Mixture Methods
Gaussian Mixture Models (GMMs) are flexible building blocks for other machine learning algorithms. This is in part because they are great approximations for general probability distributions but also because they remain somewhat interpretable even when the dataset gets very complex. This package makes use of GMMs to construct other algorithms.
Classification
Below is some example code of how you might use a GMM from sklego to perform classification.
import numpy as np
import matplotlib.pylab as plt
from sklearn.datasets import make_moons
from sklearn.preprocessing import StandardScaler
from sklego.mixture import GMMClassifier
n = 1000
X, y = make_moons(n)
X = X + np.random.normal(n, 0.12, (n, 2))

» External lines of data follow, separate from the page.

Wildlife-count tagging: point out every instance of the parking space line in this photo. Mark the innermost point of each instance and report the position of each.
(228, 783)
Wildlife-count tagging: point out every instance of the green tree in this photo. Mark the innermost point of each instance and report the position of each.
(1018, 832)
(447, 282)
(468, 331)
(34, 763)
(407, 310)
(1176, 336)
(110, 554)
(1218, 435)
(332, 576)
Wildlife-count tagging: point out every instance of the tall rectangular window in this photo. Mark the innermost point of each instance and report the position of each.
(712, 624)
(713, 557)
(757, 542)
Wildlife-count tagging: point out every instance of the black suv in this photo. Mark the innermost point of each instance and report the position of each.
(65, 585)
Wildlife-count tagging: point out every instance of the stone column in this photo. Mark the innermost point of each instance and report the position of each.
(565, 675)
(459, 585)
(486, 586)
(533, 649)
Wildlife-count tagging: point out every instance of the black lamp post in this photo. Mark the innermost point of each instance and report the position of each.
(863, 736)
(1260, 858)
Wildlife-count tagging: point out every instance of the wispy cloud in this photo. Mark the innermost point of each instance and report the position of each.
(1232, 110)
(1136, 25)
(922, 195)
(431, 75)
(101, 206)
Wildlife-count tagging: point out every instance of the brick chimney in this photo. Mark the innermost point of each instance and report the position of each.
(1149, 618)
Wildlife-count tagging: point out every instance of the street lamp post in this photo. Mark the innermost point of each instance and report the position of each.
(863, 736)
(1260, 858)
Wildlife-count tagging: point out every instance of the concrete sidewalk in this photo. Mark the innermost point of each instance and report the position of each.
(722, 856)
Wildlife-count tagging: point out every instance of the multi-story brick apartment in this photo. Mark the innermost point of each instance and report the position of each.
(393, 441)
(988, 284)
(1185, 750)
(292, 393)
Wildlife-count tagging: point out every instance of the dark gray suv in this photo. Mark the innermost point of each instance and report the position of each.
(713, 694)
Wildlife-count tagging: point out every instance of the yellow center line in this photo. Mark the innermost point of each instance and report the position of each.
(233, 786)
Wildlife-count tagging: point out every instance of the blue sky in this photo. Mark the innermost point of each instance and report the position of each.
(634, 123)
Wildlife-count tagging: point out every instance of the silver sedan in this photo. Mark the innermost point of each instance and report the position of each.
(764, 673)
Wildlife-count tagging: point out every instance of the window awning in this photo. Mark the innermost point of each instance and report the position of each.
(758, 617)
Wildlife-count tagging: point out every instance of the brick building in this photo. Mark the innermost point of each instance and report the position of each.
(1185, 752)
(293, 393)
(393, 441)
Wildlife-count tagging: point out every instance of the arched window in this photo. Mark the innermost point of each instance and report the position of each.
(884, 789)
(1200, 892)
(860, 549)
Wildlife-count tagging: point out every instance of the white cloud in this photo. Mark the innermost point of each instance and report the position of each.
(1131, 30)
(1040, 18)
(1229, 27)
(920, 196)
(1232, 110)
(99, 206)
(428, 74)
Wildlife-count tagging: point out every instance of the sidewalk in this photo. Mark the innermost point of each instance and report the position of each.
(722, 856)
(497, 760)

X = StandardScaler().fit_transform(X)
U = np.random.uniform(-2, 2, (10000, 2))
mod = GMMClassifier(n_components=4).fit(X, y)
plt.figure(figsize=(14, 3))
plt.subplot(121)
plt.scatter(X[:, 0], X[:, 1], c=mod.predict(X), s=8)
plt.title("classes of points");
plt.subplot(122)
plt.scatter(U[:, 0], U[:, 1], c=mod.predict_proba(U)[:, 1], s=8)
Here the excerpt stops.